Precursors of Ragtime 3
In the 1890s, the best-known performers of coon songs were generally White, and many important twentieth-century performers began their show business careers singing them. For example, May Irwin and Sophie Tucker established careers in vaudeville as "coon shouters," so-called because of their style of vocal delivery. In addition, May Irwin made several recordings of coon songs, and early recording artists such as Len Spencer and Silas Leachman, both White, made them something of a specialty.
Len Spencer - You've Been A Good Old Wagon But You Done Broke Down
Listen to a brief history of Hogan's ragtime song "Silas Leachman - Go Way Back and Sit Down."

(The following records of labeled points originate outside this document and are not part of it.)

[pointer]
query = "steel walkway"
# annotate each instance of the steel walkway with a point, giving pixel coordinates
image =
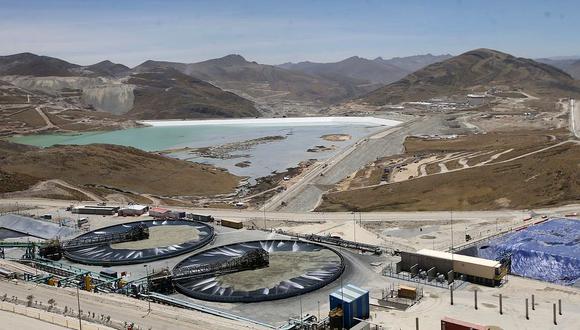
(189, 305)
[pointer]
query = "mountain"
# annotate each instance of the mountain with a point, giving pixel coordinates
(413, 63)
(27, 64)
(155, 90)
(353, 67)
(476, 71)
(114, 166)
(260, 81)
(569, 65)
(165, 93)
(108, 68)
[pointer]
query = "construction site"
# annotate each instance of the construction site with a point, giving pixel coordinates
(167, 268)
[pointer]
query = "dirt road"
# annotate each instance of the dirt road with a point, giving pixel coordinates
(305, 194)
(121, 308)
(574, 118)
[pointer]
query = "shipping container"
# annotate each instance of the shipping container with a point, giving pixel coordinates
(236, 224)
(407, 292)
(448, 323)
(354, 301)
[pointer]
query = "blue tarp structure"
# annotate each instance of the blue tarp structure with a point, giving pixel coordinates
(549, 251)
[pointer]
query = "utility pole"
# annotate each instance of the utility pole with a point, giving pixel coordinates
(79, 307)
(264, 209)
(301, 319)
(148, 291)
(354, 226)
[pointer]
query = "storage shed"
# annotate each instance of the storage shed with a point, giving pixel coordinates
(133, 210)
(159, 213)
(448, 323)
(354, 301)
(98, 210)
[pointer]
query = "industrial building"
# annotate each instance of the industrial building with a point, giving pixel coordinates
(159, 213)
(17, 226)
(353, 302)
(133, 210)
(475, 270)
(448, 323)
(95, 210)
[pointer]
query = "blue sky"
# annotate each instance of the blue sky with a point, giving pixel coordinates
(274, 32)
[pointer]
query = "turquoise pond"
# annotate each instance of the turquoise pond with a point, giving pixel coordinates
(265, 158)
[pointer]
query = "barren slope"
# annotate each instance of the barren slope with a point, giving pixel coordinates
(477, 71)
(165, 93)
(543, 179)
(124, 168)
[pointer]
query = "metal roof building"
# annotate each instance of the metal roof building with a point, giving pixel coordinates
(15, 226)
(354, 301)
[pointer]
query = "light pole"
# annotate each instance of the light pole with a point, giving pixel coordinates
(301, 323)
(264, 208)
(354, 226)
(79, 307)
(148, 298)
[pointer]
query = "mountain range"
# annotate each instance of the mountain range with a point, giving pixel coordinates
(232, 86)
(477, 71)
(377, 71)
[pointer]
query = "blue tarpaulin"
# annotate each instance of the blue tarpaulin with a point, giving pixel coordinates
(549, 251)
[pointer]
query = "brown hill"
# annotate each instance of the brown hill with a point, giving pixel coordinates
(353, 67)
(166, 93)
(544, 179)
(27, 64)
(569, 65)
(124, 168)
(108, 68)
(415, 62)
(476, 71)
(234, 73)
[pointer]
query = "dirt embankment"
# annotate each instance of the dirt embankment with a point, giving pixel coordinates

Silas Leachman - Go Way Back And Sit Down
Eventually, the songs written and performed by Blacks became cleverer, downplaying or ironizing the violent or criminal attributions of the earlier pieces. This tendency is apparent, for example, in "The Phrenologist Coon" with the lyric "by just feeling in your pocket I can tell what's in your head." The extreme racism of the 1890s is less evident in later works. Listen to " If I'm Going to Die I'm Going to Have Some Fun" by George M. Cohan and "What You Going to Do When the Rent Comes Round?" by Harry Von Tilzer. Notice that while they are more toned down in their characterizations, they are still clearly about African Americans. Some coon songs are still popular today, such as " Hello, Ma Baby " and "Bill Bailey, Won't You Please Come Home?"
Emerging at a time when African Americans struggled not only against entrenched racism but against White exploitation, as they tried to establish themselves as professionals, the unfortunate and unfair construction of the stereotyped stage coon articulated White fears and resentment. Lemons, for example, has argued that the distorted, negative image of Blacks in "coon songs" and other media at this time "reflected the scientific racism that argued that non-Whites, especially Blacks, were less than human" (1977, 105). Likewise, Dormon has written that the coon song "was a manifestation of a peculiar form of the will to believe-to believe in the signified 'coon' as represented in the songs-as a necessary socio-psychological mechanism for justifying segregation and subordination" (1988, 466).